OBSERVABILITY PLATFORM
Dictionary

Metrics dictionary

This dictionary defines metrics created by and specific to Chronosphere Observability Platform. These metrics are often included in default dashboards, and you can search for them anywhere you use metrics. These curated metrics can help track basic important information about your Observability Platform instance.

The Chronosphere Health Check dashboard includes links to the Collectors, Usage Dashboard, and Licensing Information dashboards.

Query these metrics as their respective Prometheus type.

Capacity limits

Licensing capacity is based on your telemetry types and usage. The following tables describe metrics used for specific sections of your license.

Chronosphere recommends creating alerts using the existing Capacity Limit metrics, which are also used in the Metrics License Consumption dashboard. Use alerts to be notified when you're close to or over 100% of your license limit and therefore at risk of experiencing drops:

Persisted cardinality

The following metrics apply to persisted cardinality, which is a cumulative measure that calculates the sum of the unique time series of the persisted writes that Observability Platform stores, seen over the last 2.5 hours only.

Metric nameDescription
chrono_metrics_persisted_cardinality_license_limitLicense limit for active persisted time series cardinality.
chrono_metrics_persisted_cardinality_license_capacityCapacity limit for active persisted time series cardinality.
chrono_metrics_persisted_cardinality_license_consumedConsumption of the persisted write cardinality limit by datapoint type.

Query the following metric to understand if data is actively being dropped:

chrono_metrics_persisted_license_dpps_dropped{limit="persisted_cardinality"}

Persisted writes

The following metrics apply to persisted writes, which are writes to the Observability Platform database.

Metric nameDescription
chrono_metrics_persisted_writes_license_dpps_limitLicense limit for persisted write DPPS by datapoint type.
chrono_metrics_persisted_writes_license_dpps_capacityCapacity limit for persisted write DPPS by datapoint type.
chrono_metrics_persisted_writes_license_dpps_consumedConsumption rate in DPPS of persisted write license by datapoint type.

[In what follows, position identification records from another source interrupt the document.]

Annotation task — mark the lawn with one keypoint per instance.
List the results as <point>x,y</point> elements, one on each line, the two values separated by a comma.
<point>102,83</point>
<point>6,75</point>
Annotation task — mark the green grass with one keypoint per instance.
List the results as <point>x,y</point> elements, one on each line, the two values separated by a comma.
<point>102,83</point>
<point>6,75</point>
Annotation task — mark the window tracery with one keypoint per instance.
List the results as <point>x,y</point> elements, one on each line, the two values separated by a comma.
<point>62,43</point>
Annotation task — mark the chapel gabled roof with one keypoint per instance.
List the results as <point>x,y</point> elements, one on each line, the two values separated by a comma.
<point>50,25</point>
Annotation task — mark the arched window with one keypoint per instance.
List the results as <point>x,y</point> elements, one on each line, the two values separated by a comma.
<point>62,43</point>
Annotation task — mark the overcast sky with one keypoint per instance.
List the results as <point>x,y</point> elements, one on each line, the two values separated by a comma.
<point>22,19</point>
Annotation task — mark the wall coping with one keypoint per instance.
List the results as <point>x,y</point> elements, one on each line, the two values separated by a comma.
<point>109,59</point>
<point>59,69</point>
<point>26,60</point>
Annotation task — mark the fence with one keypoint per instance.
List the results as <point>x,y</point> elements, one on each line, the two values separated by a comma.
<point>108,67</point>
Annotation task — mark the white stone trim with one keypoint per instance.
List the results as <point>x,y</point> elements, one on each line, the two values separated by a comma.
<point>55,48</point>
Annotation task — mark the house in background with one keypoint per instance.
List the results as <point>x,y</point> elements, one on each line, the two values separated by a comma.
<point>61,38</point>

For each of these metrics, you can query by datapoint_type, such as histogram or standard. For the _dpps_capacity and _dpps_consumed metrics, you can additionally query by pool_name, and priority.

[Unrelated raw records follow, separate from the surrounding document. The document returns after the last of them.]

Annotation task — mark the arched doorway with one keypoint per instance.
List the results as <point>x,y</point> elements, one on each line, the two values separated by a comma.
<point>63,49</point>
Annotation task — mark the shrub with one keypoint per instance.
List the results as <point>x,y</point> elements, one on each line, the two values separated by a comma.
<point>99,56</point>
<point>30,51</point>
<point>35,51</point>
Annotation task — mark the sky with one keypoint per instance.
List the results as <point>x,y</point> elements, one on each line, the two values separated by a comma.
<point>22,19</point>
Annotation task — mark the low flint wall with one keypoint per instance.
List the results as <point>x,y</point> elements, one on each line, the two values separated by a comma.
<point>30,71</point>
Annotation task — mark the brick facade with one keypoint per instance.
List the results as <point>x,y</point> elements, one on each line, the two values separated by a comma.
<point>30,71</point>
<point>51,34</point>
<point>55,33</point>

For example, the following query returns the consumption rate in DPPS of your persisted write license for histogram data points on the Auth Services pool. Because priority isn't specified, the query returns a series for each priority:

chrono_metrics_persisted_writes_license_dpps_consumed{datapoint_type="histogram", pool_name="Auth Services"}

If you wanted to return only high priority histogram data points for the Auth Services pool, specify priority = "high" in your query:

chrono_metrics_persisted_writes_license_dpps_consumed{datapoint_type="histogram", pool_name="Auth Services", priority="high"}

Query the following metric to understand if data is actively being dropped:

chrono_metrics_persisted_license_dpps_dropped{limit="persisted_writes"}

Matched writes

The following metrics apply to matched writes, which are the number of writes per second being matched for transformation and reshaping by the Observability Platform aggregation tier.

Metric nameDescription
chrono_metrics_matched_writes_license_dpps_limitLicense limit for matched write DPPS by datapoint type.
chrono_metrics_matched_writes_license_dpps_capacityCapacity limit for matched write DPPS by datapoint type.
chrono_metrics_matched_writes_license_dpps_consumedConsumption rate in DPPS of matched write license by datapoint type.

Query the following metric to understand if data is actively being dropped:

chrono_metrics_matched_license_dpps_dropped

Legacy licensing metrics

The following table explains metrics that might be present in your environment, but will be replaced by new metrics. Persisted writes, persisted cardinality, and matched writes specific metrics will replace this table.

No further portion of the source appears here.